Mancher kommt direkt aus dem Jugendgefängnis

 Zwischen 500 und 440 junge Menschen wandten sich seit 2005 pro Jahr an die ZBS. Doch die Anlaufstelle musste mit nur zwei Personalstellen auskommen. Eine davon bekleidet der Diplom-Sozialarbeiter Volker Wendel. Seiner Erfahrung nach sind die Gründe für die steigenden Zahlen der jungen Wohnungslosen, dass die Familie als stabiles System oft nicht mehr funktioniert. Folgen der Wohnungslosigkeit sind oft Arbeitslosigkeit, Verschuldung, Drogenabhängigkeit und Krankheit.

Deshalb, so Henninger, wäre es wichtig, dass den jungen Erwachsenen rasche Hilfe zuteil würde. Doch wegen des Personalmangels komme es zu Wartezeiten von zwei bis drei Wochen für ein Beratungsgespräch. "Das ist eine absolut prekäre Situation", sagt Henninger. Bis 2006 hatte die ZBS noch eine dritte Personalstelle über das Jugendamt besetzen können.

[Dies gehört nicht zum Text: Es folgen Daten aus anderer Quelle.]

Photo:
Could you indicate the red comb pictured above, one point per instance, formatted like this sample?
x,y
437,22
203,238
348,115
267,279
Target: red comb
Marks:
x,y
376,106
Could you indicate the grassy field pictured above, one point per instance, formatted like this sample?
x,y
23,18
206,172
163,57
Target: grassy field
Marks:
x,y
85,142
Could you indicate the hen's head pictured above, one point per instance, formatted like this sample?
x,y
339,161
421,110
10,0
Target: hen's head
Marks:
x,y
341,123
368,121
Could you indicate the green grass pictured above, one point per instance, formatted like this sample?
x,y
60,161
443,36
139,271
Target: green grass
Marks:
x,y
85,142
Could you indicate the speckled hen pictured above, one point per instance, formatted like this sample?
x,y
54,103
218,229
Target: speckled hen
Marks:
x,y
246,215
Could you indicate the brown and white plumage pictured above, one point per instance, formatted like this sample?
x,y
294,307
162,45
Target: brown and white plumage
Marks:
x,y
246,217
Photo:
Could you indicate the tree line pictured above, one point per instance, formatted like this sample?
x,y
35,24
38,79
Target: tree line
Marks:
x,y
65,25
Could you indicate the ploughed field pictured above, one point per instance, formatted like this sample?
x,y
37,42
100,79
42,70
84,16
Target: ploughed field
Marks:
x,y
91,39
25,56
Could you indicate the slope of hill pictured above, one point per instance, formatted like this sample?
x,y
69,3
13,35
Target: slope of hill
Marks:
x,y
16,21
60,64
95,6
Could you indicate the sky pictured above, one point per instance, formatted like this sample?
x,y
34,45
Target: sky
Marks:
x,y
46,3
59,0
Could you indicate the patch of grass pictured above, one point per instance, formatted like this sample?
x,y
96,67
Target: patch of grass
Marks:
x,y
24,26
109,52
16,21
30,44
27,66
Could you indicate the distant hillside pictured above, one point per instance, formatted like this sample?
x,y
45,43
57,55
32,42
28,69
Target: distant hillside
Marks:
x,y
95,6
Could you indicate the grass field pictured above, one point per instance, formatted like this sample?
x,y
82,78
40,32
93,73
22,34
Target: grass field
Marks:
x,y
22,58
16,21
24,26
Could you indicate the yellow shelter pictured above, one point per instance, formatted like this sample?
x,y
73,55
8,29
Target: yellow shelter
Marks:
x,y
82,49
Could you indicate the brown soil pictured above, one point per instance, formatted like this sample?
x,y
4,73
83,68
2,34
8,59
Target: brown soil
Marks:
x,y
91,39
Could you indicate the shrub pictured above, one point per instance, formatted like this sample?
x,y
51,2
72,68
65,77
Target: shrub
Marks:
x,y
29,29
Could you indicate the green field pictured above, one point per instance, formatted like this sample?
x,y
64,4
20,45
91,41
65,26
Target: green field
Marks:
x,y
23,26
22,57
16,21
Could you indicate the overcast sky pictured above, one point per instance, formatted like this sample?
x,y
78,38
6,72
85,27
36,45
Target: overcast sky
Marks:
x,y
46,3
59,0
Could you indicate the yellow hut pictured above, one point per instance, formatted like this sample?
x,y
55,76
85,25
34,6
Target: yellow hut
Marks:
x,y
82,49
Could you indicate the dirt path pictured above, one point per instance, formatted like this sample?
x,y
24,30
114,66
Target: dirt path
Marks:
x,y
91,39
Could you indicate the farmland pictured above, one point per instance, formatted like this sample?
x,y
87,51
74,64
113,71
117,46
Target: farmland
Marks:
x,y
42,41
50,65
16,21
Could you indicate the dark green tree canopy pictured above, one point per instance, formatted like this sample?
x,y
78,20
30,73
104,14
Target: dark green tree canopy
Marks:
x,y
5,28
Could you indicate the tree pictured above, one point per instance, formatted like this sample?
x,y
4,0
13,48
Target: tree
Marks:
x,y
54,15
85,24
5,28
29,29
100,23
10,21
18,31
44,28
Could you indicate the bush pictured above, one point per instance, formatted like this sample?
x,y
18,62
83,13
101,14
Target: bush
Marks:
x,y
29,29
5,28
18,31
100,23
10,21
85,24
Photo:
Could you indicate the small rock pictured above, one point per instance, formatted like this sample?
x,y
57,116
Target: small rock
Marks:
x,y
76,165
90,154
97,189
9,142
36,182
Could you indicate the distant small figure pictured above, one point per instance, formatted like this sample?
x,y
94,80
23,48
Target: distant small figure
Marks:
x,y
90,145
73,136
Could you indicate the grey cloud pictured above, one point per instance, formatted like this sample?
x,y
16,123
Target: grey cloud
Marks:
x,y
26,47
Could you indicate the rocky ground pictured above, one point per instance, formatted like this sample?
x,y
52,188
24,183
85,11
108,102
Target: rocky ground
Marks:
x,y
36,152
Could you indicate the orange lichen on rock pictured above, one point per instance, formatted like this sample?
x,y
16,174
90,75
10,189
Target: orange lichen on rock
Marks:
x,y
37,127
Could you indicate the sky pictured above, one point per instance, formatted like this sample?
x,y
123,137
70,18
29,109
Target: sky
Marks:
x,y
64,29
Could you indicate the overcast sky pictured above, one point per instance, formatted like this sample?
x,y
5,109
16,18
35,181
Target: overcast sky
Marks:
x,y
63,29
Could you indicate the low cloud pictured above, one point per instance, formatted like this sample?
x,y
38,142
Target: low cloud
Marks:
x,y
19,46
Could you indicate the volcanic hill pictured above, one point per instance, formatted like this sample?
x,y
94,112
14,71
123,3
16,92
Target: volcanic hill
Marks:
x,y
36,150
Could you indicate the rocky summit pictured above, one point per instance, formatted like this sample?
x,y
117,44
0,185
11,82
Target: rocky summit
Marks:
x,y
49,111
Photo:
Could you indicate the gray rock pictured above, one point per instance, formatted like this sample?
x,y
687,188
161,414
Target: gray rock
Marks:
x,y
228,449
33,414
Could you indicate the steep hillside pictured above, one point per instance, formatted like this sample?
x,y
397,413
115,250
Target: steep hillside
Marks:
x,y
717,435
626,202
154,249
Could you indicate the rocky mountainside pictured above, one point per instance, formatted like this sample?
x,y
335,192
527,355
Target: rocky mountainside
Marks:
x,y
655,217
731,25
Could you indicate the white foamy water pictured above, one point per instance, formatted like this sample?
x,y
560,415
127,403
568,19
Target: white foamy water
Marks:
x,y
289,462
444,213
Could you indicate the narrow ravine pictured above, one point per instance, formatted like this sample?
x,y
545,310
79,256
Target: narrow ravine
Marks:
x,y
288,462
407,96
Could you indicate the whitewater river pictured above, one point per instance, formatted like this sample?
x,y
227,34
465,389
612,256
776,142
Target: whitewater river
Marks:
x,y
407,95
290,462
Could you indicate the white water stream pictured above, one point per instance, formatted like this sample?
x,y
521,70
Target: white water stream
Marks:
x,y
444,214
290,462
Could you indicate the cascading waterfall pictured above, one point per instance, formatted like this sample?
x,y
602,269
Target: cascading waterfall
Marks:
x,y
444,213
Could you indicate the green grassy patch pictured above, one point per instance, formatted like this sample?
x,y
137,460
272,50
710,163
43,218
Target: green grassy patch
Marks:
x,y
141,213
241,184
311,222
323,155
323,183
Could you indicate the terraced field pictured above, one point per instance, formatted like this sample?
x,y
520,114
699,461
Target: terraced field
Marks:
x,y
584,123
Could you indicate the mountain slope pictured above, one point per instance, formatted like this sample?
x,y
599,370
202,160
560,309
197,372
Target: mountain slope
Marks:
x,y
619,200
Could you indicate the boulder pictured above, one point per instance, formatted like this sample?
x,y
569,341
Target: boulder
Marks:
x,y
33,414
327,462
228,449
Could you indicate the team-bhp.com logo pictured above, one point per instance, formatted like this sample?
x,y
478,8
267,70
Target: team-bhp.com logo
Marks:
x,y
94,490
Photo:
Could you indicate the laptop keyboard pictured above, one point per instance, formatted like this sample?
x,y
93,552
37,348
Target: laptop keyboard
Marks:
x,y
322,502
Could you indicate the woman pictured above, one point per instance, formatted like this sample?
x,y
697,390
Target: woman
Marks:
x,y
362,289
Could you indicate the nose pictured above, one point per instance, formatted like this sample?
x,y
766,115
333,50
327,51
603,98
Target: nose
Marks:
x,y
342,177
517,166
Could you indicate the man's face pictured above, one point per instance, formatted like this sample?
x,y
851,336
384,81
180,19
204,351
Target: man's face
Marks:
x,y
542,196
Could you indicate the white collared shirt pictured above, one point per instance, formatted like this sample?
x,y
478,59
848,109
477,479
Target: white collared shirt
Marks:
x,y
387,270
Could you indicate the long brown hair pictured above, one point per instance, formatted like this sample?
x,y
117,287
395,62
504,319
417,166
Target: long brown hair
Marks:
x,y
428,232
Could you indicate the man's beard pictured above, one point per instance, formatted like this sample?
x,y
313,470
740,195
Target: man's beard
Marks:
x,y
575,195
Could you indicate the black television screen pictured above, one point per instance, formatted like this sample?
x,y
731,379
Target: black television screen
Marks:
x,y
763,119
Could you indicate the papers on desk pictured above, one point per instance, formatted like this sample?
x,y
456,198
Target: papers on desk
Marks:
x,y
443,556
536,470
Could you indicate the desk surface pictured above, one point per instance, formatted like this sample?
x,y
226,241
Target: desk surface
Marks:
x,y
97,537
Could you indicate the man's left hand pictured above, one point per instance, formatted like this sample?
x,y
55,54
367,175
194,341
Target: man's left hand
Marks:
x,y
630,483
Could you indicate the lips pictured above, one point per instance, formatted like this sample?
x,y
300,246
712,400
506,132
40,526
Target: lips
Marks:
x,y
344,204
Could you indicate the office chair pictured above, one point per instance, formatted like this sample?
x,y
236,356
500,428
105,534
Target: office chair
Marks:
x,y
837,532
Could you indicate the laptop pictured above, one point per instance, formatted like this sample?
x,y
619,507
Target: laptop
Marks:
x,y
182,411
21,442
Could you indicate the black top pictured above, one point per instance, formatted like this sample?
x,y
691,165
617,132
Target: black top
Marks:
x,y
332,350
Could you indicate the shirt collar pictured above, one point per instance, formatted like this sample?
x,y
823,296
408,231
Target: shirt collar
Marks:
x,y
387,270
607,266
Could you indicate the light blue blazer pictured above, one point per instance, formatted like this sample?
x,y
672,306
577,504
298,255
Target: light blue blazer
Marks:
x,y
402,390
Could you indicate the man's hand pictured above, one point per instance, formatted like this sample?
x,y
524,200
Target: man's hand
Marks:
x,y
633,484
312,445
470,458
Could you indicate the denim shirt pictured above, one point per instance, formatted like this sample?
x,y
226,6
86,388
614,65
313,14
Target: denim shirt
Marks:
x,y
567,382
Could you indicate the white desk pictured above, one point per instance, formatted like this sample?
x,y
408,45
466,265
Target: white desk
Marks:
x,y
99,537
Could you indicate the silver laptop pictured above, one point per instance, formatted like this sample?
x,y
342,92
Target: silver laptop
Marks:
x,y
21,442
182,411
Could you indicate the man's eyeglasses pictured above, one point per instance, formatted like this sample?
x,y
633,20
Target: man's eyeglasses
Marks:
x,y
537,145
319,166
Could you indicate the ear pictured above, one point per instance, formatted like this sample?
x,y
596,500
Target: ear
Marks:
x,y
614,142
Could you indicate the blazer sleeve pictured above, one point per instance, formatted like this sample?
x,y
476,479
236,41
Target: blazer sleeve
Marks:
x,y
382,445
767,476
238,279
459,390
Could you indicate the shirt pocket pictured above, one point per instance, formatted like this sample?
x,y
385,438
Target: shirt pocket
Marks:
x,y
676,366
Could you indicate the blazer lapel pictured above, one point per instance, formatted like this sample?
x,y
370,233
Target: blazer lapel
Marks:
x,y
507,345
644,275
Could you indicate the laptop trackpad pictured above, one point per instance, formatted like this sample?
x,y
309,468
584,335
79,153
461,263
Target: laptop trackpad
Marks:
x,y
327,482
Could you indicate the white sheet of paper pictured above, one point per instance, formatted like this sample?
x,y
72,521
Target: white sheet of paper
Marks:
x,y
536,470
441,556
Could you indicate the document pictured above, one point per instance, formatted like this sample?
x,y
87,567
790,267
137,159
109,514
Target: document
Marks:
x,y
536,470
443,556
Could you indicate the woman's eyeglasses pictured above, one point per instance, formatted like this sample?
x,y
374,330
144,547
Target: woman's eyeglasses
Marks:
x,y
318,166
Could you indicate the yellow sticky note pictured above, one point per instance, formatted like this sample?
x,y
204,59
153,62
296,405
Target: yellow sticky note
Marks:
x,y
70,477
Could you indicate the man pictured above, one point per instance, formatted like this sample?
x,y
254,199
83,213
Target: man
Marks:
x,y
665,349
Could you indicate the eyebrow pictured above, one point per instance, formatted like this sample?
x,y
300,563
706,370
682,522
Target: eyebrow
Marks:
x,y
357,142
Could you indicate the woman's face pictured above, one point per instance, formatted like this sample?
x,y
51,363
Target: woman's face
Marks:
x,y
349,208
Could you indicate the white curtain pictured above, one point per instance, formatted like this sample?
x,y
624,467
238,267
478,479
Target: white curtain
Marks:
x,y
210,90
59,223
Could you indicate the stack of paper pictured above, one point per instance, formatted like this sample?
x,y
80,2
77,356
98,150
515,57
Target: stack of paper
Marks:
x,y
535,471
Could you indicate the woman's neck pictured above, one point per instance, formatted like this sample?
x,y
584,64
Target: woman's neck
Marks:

Henninger hat deshalb im November 2009 im Sozialausschuss eine Vorlage eingereicht und auf die kurze Personaldecke hingewiesen. Seit Jahresbeginn gibt es nun eine Personalaufstockung um eine Stelle, getragen von der Eva, der Caritas und der Ambulanten Hilfe. Dies ist aber nur eine Zwischenlösung, bis eine endgültige Entscheidung gefällt wird.

Mancher kommt direkt aus dem Jugendgefängnis

Die Arbeit der Zentralen Beratungsstelle Stuttgart ist vielfältig: Jungen Erwachsenen, die kein Dach über dem Kopf haben, wird zunächst meist für drei Monate ein Platz in einem Aufnahmehaus vermittelt. Für unter 25-Jährige gibt es davon drei in Stuttgart: das Neefhaus, das Johannes-Falk-Haus und das Haus in der Mozartstraße. Während dieser Zeit finden regelmäßig Beratungsgespräche statt.

Nach den drei Monaten werden die jungen Wohnungslosen entweder in betreutes Wohnen, in teilstationäre Betreuung (Don- Bosco-Haus) oder vollstationäre Betreuung (Johannes-Falk-Haus) vermittelt. "Wenn junge Menschen wohnungslos werden, haben sie meist eine Kette des Scheiterns hinter sich", sagt Günther Riedlinger, Leiter des Don-Bosco-Hauses. Meist kommen sie aus finanziell schwachen und zerrütteten Familien. So auch Jürgen: Schon als Kind wurden er, seine Mutter und seine Brüder durch den Vater misshandelt.

Mancher kommt direkt aus dem Jugendgefängnis. Die jungen Menschen haben bereits Erfahrungen mit Diebstählen, Schwarzfahren oder auch Körperverletzungen. Dabei ist für die unter 25-Jährigen im Unterschied zu den älteren Wohnsitzlosen charakteristisch, dass sie ihre Situation lange verstecken. Kaum einer verfüge über eine berufliche Perspektive. Abgebrochene Schulkarrieren und auch Lernbehinderungen prägen die Ausgangssituation.

Für Jürgen H. stehen die Chancen gut, einmal ein eigenständiges Leben mit einem eigenen Dach über dem Kopf zu führen. Alkohol trinkt er inzwischen wenig. Er hat sich ein Ziel gesteckt: Er will einen Schulabschluss machen.